«Вот скажи, Клочок… Нет, ничего не говори. Твою ж мать! Твою ж мать!»
— Хотели этой ночью уйти, да не успеем, — низким шёпотом громыхнул старик. — Нам бы денёк отсидеться до следующей ночи. Устроим?
Косарик рассеянно кивнул. Чего ж не устроить? Можно. Всё ковыляют перед глазами изъязвлённые моровые, бредут, ровно ожившие трупы, еле ноги передвигают. Лица уже даже не белые — синие с прозеленью, дыры в щеках с яблочко, зубы видно, раны истекают дурнотной жижей и в нос шибает мертвечиной. А Липок, будто нарочно, встал в стороне, и вся вереница ползёт мимо светоча.
— Пора. К питьевой воде не подпускать. Бить косами. Всех сжечь. Пошёл…

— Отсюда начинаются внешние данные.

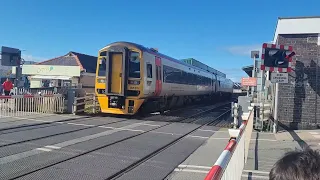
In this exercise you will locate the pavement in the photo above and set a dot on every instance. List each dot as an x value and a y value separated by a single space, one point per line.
267 148
44 146
198 164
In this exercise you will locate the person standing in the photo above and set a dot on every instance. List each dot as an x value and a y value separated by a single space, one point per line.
7 86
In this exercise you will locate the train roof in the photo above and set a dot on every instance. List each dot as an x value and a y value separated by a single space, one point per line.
143 48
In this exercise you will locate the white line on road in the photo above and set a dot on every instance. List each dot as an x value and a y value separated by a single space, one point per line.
212 131
316 136
44 149
264 140
201 137
194 166
313 133
253 176
191 170
36 151
255 171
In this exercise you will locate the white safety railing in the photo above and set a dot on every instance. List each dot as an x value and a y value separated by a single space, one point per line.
22 105
230 163
86 104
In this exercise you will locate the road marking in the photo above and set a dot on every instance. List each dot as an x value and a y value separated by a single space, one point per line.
89 125
15 157
53 147
44 149
193 166
159 132
254 176
191 170
264 140
212 131
201 137
255 171
313 133
146 124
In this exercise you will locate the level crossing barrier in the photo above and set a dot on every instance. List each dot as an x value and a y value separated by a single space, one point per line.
230 163
22 105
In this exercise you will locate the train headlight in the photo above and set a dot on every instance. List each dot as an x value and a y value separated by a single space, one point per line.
134 82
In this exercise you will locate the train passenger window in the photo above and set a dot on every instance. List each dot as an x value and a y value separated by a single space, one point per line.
102 67
134 65
149 71
160 73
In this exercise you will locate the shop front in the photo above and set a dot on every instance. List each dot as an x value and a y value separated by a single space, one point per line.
42 76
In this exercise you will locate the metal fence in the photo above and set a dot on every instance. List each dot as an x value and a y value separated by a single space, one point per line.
22 105
45 90
86 104
230 163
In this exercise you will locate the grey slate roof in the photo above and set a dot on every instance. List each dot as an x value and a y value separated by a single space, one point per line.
86 62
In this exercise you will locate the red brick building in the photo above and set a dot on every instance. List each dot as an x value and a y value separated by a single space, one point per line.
299 100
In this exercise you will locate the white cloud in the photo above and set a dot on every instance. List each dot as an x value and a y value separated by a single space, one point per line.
28 57
244 50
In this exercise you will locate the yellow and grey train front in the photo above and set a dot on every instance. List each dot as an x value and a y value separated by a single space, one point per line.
119 78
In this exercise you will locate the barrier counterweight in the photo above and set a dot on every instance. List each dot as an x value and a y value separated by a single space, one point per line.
22 105
230 163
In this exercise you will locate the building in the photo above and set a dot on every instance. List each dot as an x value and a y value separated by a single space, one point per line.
72 69
299 100
6 71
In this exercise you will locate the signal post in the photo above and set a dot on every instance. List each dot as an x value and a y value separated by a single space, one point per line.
277 59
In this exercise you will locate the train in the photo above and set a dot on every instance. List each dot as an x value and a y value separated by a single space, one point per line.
132 78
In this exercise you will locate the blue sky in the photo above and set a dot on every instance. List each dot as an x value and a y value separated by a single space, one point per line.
218 33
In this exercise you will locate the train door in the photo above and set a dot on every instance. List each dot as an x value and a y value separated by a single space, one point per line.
116 74
150 87
158 76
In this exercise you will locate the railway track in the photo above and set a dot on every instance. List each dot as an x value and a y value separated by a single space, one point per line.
193 117
158 151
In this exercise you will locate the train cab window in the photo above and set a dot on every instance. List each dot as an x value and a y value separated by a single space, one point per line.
102 67
134 65
160 77
149 71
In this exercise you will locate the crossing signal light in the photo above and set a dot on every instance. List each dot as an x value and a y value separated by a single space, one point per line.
276 57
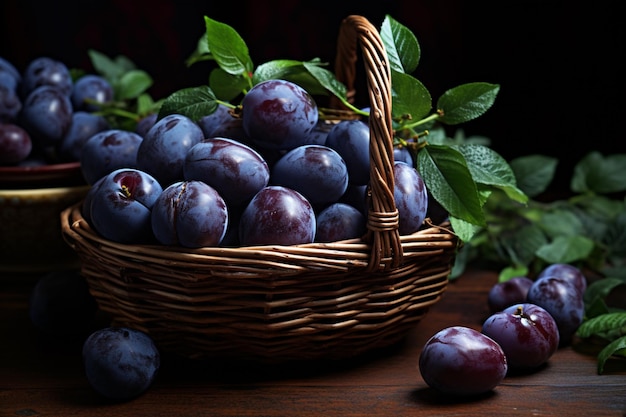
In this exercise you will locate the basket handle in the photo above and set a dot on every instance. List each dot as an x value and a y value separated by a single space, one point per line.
383 219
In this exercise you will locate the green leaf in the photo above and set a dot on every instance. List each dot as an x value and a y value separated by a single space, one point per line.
566 249
326 79
277 69
401 45
489 168
511 272
601 288
600 174
616 347
465 231
194 102
534 173
225 86
132 84
409 96
561 223
228 48
602 324
146 105
520 244
466 102
450 182
201 53
309 75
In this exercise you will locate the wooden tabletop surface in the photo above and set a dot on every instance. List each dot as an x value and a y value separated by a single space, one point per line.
39 377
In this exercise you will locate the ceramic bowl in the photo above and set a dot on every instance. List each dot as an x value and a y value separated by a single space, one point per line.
31 201
41 176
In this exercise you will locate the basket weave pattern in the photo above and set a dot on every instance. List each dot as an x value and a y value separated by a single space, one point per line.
275 303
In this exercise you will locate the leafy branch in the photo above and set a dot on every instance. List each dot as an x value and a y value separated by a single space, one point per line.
131 100
460 177
587 230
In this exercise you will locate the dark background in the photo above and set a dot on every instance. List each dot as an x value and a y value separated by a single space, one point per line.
560 65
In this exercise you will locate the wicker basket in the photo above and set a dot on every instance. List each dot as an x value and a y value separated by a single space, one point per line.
278 303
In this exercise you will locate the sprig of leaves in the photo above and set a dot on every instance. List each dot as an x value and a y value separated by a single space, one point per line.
460 177
131 99
587 230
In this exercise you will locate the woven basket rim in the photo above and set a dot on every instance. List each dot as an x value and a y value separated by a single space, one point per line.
273 302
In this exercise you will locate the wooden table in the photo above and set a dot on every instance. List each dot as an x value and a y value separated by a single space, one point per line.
42 378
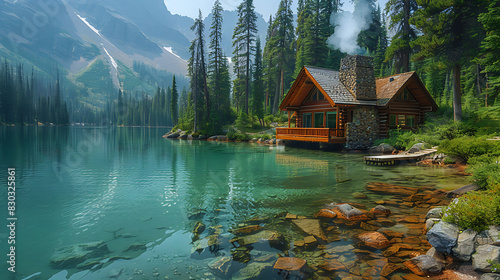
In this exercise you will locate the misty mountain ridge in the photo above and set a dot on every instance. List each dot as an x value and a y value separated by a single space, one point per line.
92 38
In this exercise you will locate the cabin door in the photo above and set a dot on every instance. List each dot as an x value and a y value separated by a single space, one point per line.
331 120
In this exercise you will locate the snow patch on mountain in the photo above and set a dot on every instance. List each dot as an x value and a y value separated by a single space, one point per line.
169 49
88 24
113 61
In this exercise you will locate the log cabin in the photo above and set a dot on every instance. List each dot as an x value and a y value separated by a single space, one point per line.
350 106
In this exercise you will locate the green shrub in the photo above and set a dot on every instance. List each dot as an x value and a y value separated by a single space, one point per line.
231 133
449 160
268 120
468 147
486 175
195 135
243 122
399 139
475 210
266 136
456 130
242 137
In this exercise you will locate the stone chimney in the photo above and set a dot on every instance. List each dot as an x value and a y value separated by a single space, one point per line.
357 75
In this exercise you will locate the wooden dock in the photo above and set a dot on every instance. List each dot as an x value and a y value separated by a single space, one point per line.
392 159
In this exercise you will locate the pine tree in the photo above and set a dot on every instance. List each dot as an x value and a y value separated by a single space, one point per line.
269 66
258 85
368 39
282 48
243 42
218 70
197 72
400 50
491 49
452 32
173 103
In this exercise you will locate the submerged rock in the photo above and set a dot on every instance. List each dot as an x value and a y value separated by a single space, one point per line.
199 228
326 213
347 212
484 255
375 240
332 265
273 237
465 245
435 213
247 229
443 236
136 247
390 189
461 191
197 215
221 266
115 273
490 276
71 256
424 265
290 264
252 271
358 195
380 210
311 226
382 149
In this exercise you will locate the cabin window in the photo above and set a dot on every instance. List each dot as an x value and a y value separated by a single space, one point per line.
306 120
316 95
331 119
318 120
393 120
406 95
402 120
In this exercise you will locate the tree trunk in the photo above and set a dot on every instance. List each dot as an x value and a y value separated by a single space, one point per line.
276 98
457 94
406 35
478 73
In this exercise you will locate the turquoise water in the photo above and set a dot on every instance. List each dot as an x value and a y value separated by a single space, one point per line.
126 186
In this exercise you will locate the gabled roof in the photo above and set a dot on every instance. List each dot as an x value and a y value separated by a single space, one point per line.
388 88
328 82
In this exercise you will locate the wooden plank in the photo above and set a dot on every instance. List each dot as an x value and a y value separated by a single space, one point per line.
394 158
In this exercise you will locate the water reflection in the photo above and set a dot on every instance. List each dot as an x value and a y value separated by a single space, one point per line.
130 186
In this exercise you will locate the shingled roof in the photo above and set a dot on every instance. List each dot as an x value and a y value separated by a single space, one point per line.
329 81
388 87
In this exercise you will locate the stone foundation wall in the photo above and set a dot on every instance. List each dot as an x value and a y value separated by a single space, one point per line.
364 129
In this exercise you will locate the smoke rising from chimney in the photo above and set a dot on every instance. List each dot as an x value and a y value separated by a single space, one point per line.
348 26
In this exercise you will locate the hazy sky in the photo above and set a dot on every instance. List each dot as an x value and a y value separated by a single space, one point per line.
265 7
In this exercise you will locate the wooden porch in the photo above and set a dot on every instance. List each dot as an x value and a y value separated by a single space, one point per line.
324 135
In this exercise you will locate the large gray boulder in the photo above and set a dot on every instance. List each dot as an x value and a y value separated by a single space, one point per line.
484 254
443 236
465 245
489 236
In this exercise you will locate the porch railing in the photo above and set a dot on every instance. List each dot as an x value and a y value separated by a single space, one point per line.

Она так и не выжила. Ночная тишина. Когда городские били моровых, орали так, словно биться выпустили на раскалённый противень. Страшно же, твою мать! Косишь, ноги бедолагам подрубаешь, вроде и жалеть должен — не по своей воле пошли, да и нет её больше, своей воли — но всё равно жутко. И даже не человек против тебя — сама смерть: глядит моровой, ровно не косарь против стоит, а слюдяное оконце, а полоснёшь по ногам, ну хоть бы что-то в потухших зенках полыхнуло, ну хоть бы остатним огоньком блеснуло, ровно зола на прощание. Ни-че-го. Сам себя накручиваешь, на горло берёшь, пугаешься собственного рёва и орёшь ещё громче.
Стеной встали перед колодцами: а их вышло четыре на прибрежную улочку, хотя на самом деле всех порубили на подходе ещё к первому, во дворе Косарика. Впрочем, не всех: когда стали считать да стаскивать жуткий покос для сожжения, с удивлением обнаружили на прибрежной тропе шагов за сто до косариковых хором полтора десятка моровых, славно укороченных с обратной стороны: на голову. Кто-то хладнокровно, одного за другим располовинил пришлых, только неравными вышли те жуткие половины. Уже утром, при солнечном свете кривобокий вёл за собой стражу во главе с Корягой, показывая, где приметил жутких гостей, а вдоль дорожки валялись трупы: головы справа, туловища — слева. Какое-то время сотник смотрел на остатки пиршества чьего-то меча, а потом, глядя на Косарика в упор и тяжело катая челюсть, процедил:
— Ладью в погоню отставить.
Вся храбрость, что оставалась у кривого после сшибки с моровыми, теперь едва не слетела, чисто пыль под метёлкой. Коряга страшный. Глядит, сузив глаза, и если кто-то может накрутить ливер на один только взгляд, не доставая кривого страшного ножа — это он. Смотрит, и внутри опускается всё, что ещё не ухнуло от ужаса ночного покоса. Ага, вот сейчас, когда княжеский воевода огроменным кулаком сгреб ворот Косариковой рубахи и навис, чисто утёс над грязной лужицей у своего подножья, сделались видны рубцы на щеке под бородой. Широкий нос перебит, а на запястье безобразной змейкой вьётся странный рубец — никак не взять в толк, что оставило такой след, но точно не клинок.